HPC systems support resource-intensive applications such as simulations, computer modelling and analytics. The ICE-CSE provides support and expertise in theoretical and computational science for both academia and industry.
The money is part of the £145m funding package that the government announced last month that is designed to drive innovation and growth for industries that rely heavily on computing.
"Significantly improving computing infrastructure is vital to driving growth and giving businesses the confidence to invest in the UK," said Universities and Science Minister David Willetts at the time.

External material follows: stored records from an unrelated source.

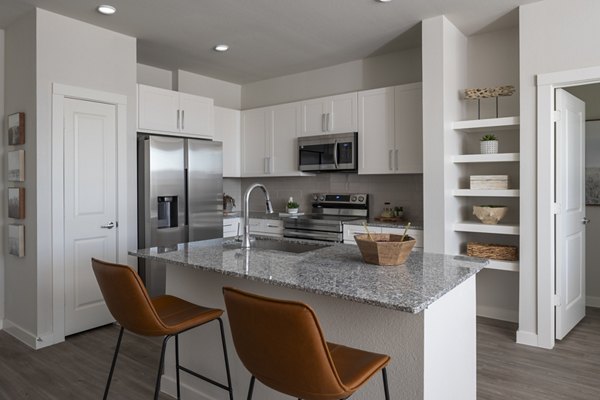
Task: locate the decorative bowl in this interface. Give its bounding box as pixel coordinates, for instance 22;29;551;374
473;206;508;225
354;233;417;265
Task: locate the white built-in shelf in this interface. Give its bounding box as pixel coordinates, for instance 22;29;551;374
452;189;520;197
454;221;519;235
452;153;521;164
452;117;520;133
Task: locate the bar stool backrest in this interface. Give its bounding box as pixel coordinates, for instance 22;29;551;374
92;258;166;336
223;287;348;399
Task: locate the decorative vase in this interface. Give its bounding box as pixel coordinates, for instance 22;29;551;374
479;140;498;154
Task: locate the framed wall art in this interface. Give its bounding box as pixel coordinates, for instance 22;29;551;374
8;187;25;219
8;224;25;258
8;150;25;182
8;113;25;146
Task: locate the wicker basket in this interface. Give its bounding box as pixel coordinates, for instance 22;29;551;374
467;242;519;261
354;233;416;265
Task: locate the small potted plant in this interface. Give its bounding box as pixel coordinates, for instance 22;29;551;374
286;197;300;214
480;133;498;154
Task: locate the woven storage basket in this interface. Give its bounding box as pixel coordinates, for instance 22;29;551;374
354;233;416;265
467;242;519;261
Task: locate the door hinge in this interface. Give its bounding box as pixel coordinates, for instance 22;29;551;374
552;294;561;307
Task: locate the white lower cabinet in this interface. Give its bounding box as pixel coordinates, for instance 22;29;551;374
250;218;283;238
223;218;243;238
344;225;423;249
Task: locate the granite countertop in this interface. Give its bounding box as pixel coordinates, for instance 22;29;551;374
129;239;487;314
344;218;423;231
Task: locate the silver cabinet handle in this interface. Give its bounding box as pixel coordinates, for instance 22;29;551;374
100;221;115;229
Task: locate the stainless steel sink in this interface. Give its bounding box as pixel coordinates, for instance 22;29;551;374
224;239;330;254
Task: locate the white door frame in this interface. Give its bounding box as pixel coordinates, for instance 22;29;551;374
537;67;600;349
52;83;127;344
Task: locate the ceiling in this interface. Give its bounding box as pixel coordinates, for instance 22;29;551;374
0;0;539;84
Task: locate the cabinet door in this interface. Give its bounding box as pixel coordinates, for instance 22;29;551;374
394;83;423;174
138;85;179;133
269;103;300;175
358;87;395;174
300;98;329;136
242;108;269;176
325;92;358;133
214;107;242;178
179;93;214;138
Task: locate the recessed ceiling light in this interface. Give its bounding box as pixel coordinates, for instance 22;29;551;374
214;44;229;52
98;4;117;15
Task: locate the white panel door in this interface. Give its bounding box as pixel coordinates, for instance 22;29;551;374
325;92;358;133
269;103;300;175
138;85;180;133
242;108;270;176
394;83;423;174
556;89;587;339
179;93;215;138
358;87;394;174
64;99;118;335
300;98;329;136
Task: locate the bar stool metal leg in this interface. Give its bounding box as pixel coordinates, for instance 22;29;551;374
217;318;233;400
247;375;256;400
103;327;125;400
154;335;172;400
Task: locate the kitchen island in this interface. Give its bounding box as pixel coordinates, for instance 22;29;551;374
130;240;486;400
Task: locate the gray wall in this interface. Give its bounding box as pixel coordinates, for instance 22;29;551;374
242;48;421;110
235;173;423;220
2;12;37;334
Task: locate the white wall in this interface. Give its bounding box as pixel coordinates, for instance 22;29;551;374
174;70;242;110
137;64;173;90
517;0;600;341
242;49;421;110
2;12;37;338
0;29;6;329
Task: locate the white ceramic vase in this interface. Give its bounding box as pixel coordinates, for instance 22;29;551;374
479;140;498;154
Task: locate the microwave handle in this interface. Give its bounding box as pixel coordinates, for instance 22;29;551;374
333;140;338;169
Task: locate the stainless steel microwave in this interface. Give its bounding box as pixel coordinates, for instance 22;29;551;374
298;132;358;172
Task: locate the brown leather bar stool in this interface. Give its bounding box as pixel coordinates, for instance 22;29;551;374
92;258;233;400
223;287;390;400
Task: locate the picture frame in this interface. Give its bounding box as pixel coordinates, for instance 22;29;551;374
8;112;25;146
8;150;25;182
8;187;25;219
8;224;25;258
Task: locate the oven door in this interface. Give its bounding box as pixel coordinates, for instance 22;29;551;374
298;133;358;171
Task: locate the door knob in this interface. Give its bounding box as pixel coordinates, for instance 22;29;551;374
100;221;115;229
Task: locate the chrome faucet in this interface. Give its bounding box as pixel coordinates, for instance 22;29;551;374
242;183;273;249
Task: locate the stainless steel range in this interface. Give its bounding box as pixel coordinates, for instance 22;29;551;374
283;193;369;242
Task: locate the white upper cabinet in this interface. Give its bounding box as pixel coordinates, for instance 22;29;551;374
358;83;423;174
214;107;242;178
242;103;301;176
300;92;358;136
138;85;214;138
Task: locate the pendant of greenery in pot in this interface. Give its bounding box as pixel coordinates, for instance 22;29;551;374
480;133;498;154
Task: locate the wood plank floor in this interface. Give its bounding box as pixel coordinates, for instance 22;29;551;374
0;308;600;400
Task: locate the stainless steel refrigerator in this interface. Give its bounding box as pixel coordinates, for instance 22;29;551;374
137;134;223;296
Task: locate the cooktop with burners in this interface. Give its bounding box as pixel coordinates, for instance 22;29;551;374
283;193;369;242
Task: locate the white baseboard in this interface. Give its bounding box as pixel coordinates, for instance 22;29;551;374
477;305;519;322
160;375;219;400
517;331;539;347
585;296;600;308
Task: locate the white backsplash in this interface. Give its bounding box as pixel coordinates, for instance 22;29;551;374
230;173;423;223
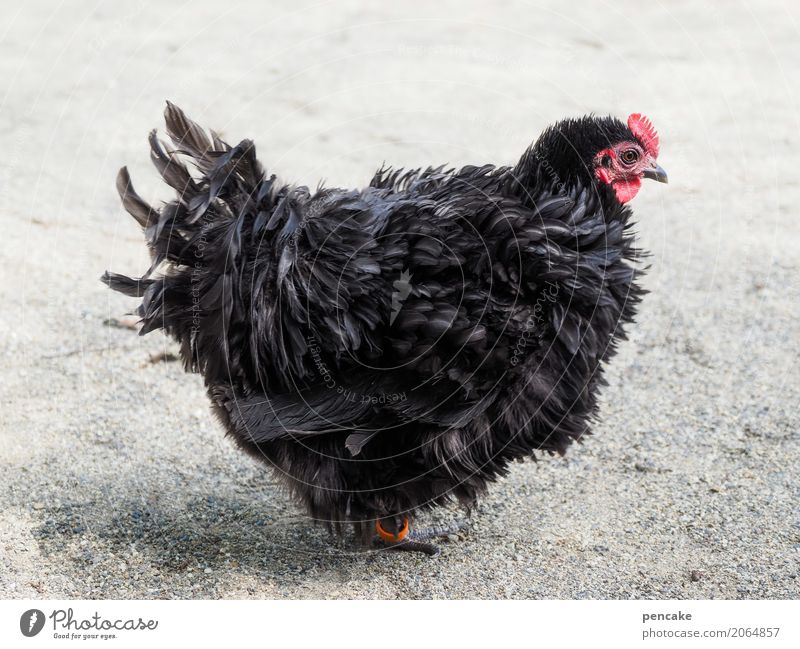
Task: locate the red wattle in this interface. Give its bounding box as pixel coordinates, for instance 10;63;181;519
611;178;642;203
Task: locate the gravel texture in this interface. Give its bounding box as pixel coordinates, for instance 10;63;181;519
0;0;800;598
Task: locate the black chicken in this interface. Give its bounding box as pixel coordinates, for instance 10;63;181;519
103;104;667;552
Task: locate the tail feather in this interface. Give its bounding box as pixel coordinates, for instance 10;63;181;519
117;167;158;228
102;102;280;384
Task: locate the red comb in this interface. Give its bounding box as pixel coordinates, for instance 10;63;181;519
628;113;658;158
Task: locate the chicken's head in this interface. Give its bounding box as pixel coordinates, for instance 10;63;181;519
592;113;667;203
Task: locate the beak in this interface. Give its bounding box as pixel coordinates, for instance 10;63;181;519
642;160;669;183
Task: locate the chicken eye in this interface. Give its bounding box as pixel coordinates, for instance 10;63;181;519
620;149;639;164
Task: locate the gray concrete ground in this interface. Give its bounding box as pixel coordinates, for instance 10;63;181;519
0;0;800;598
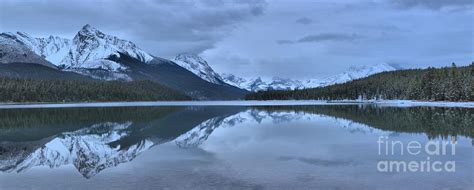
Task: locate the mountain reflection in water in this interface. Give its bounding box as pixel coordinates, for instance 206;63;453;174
0;105;474;178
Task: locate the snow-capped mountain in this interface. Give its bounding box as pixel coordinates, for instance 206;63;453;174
173;53;225;85
2;24;153;71
0;25;252;100
221;73;304;92
221;63;398;92
0;33;55;68
302;63;399;88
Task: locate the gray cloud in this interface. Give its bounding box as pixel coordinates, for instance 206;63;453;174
295;17;313;25
277;40;295;44
298;33;362;42
0;0;266;57
390;0;474;10
277;33;363;45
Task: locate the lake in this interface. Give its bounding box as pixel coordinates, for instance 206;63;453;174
0;104;474;189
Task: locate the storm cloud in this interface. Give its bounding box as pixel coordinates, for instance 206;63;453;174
391;0;474;10
295;17;313;25
277;33;363;44
0;0;266;57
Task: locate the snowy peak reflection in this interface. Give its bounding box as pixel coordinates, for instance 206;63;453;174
0;122;154;178
175;105;474;148
175;109;388;148
0;107;244;178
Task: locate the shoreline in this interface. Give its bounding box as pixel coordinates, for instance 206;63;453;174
0;100;474;109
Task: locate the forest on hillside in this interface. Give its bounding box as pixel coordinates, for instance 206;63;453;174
0;77;191;102
246;62;474;101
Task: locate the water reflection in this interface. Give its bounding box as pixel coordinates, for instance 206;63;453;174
0;106;474;178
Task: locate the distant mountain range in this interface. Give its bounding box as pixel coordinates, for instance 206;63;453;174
0;25;398;99
0;25;247;99
174;54;400;92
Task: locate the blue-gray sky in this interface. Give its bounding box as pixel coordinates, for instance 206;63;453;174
0;0;474;78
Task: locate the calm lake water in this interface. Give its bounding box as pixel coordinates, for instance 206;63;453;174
0;105;474;189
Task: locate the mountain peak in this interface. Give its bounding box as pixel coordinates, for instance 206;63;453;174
174;53;225;84
76;24;105;38
174;53;208;63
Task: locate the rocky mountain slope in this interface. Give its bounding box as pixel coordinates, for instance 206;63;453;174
221;63;398;92
0;25;247;99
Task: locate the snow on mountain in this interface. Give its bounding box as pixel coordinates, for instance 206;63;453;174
0;33;56;68
2;25;153;71
221;63;398;92
302;63;397;88
221;73;303;92
173;53;225;85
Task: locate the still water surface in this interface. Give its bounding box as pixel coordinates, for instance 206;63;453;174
0;105;474;189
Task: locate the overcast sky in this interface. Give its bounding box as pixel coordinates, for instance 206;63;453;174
0;0;474;78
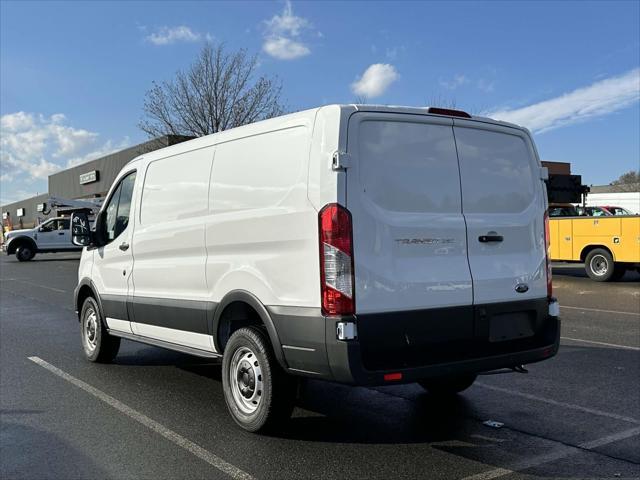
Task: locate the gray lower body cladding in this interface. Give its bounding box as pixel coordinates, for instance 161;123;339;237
72;284;560;385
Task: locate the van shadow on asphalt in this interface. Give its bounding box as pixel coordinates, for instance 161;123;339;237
0;409;110;480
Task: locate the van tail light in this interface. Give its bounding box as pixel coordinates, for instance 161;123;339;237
544;211;553;298
318;203;355;316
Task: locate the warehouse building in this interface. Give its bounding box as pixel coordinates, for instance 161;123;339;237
0;135;192;229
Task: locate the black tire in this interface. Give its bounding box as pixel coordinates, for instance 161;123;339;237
16;243;36;262
222;327;296;432
80;297;120;363
584;248;615;282
418;373;478;397
611;264;627;282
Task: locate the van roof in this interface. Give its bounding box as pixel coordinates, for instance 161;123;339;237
129;104;528;163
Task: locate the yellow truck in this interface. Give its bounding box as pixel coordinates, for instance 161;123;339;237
549;215;640;282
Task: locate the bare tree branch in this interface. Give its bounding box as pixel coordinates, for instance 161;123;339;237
139;43;284;137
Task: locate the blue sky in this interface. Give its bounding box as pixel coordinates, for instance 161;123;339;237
0;1;640;203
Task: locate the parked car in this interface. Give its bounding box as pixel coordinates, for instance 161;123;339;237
576;207;612;217
72;105;560;431
600;205;634;215
4;217;81;262
550;215;640;282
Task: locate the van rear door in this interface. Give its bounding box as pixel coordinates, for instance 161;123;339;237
454;119;547;305
346;112;473;368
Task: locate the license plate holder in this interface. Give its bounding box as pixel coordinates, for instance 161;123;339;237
489;312;535;342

"The investment will also be of enormous benefit to our world-class research base. It will enable universities to carry out highly sophisticated research and archive more data, keeping us at the very leading edge of science."
According to an online tender, the council is looking to procure a base HPC system with a minimum of 2,048 x86 cores, and an advanced HPC system with a performance capability of at least 450Tflops/s.
A Tflop, or teraflop, system is a parallel supercomputing system that has the capability to compute one trillion operations in a single second.
These two systems will be worth approximately £10m.
The Science and Technology Facilities Council is also looking to buy a system for research and development in data-intensive computing, which will comprise a computer system, worth about £5.5m, and a data storage subsystem, worth £6m.
The initial deal will last three years from March 2012, but could be extended for a further two years, in which case a further £5m per annum will be invested. However, the council said that this is dependent on additional funding being made available.